# Raw, small stools?



## Smith3 (May 12, 2008)

We have been feeding our new puppy raw. We are feeding her a LOT (What the breeder recommended) and - well - her stools are just so small. I really don't get where it all goes!

Do they really process that much of the raw food vs kibble?


----------



## Jax08 (Feb 13, 2009)

Her body is processing more and has less waste! Love those little stools that turn white and wash away in the rain!


----------



## Smith3 (May 12, 2008)

What I figured. It just amuses us - how much she eats and how little comes out!


----------



## Castlemaid (Jun 29, 2006)

Yes, that is normal. Also, raw has so much more water to it, less filler. 

You may also notice that your puppy will drink less on raw than a puppy that is fed kibble.


----------



## robk (Jun 16, 2011)

Yard clean up is sooo much easier on raw!


----------



## cci058 (Nov 18, 2011)

Less in, less out!!  I was amazed at first too. This big dog, such little poop.....! Yard clean up is so easy now. No mushy messes.


----------



## 4TheDawgies (Apr 2, 2011)

One of the best perks about raw


----------



## Anitsisqua (Mar 25, 2012)

I noticed that Gabe had smaller poops when I put him on raw, but I also think I noticed an increase in urination due to the water in raw food.


----------



## Freestep (May 1, 2011)

I think that is my favorite thing about raw. Small, compact poops that don't smell, and simply disintigrate into the soil in a few days. Great for lazy owners like me who don't want to spend a lot of time picking up poop.  And yes, I have noticed that my dogs drink less water when they eat raw. I really do think it is the best diet for most dogs.


----------



## Bear L (Feb 9, 2012)

My friend's kibble fed 30lb dog has poop thats 2.5X as big as my 55lb raw fed dog. 

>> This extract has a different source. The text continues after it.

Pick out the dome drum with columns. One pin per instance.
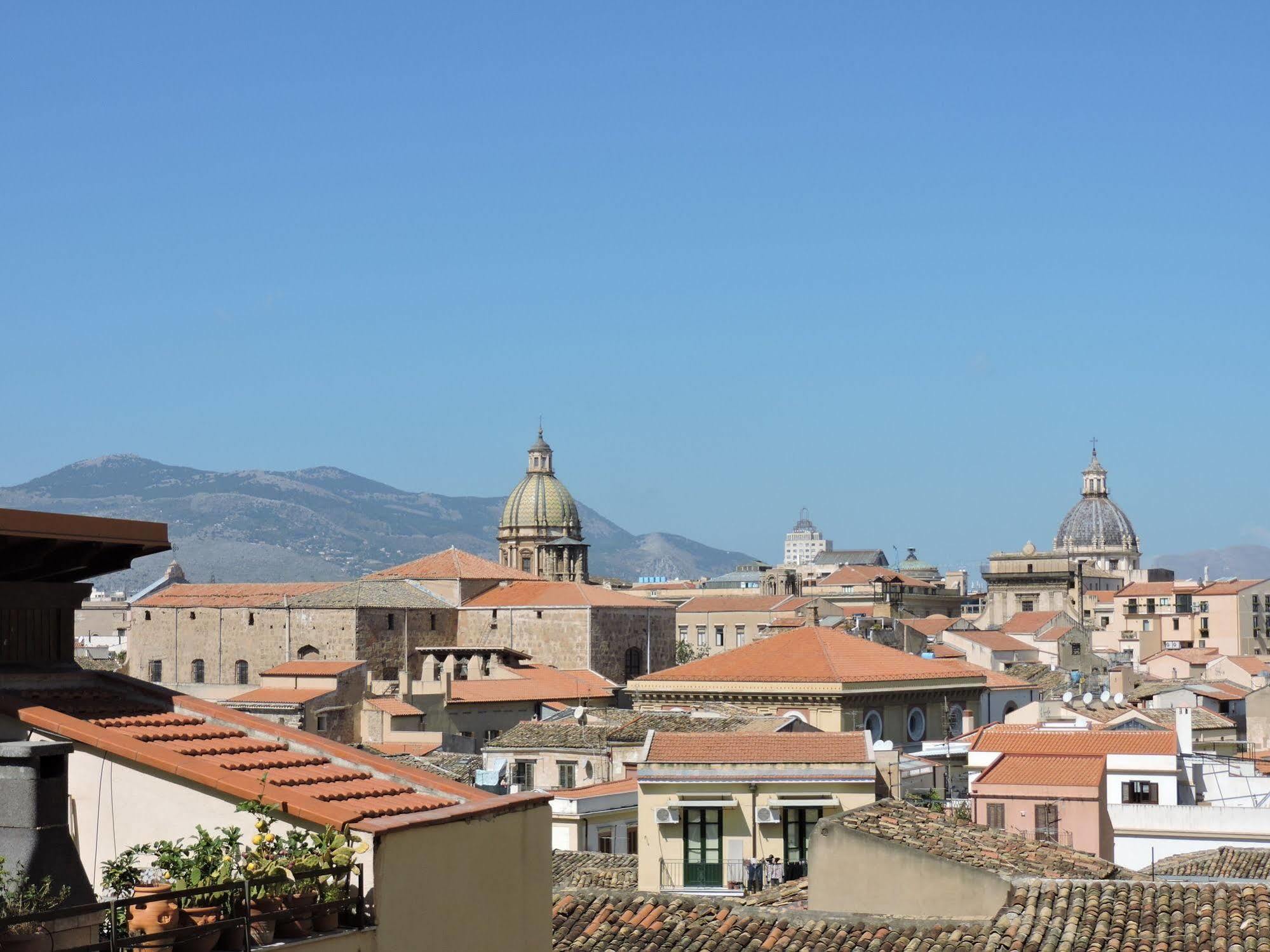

When I walk my 9 lb non-GSD and he poops, I don't always pick up because they crumble and is so little, the size of couple cereal pieces... picking it up produces more waste (the bag).


----------



## billsharp (May 3, 2011)

One of the best perks of a raw diet. I haven't gagged once since Liesl has been on it.


----------



## vomlittlehaus (Aug 24, 2010)

You really dont need to clean up poop from a raw feed dog (depending on where is it deposited). Fertilizer for the ground.


----------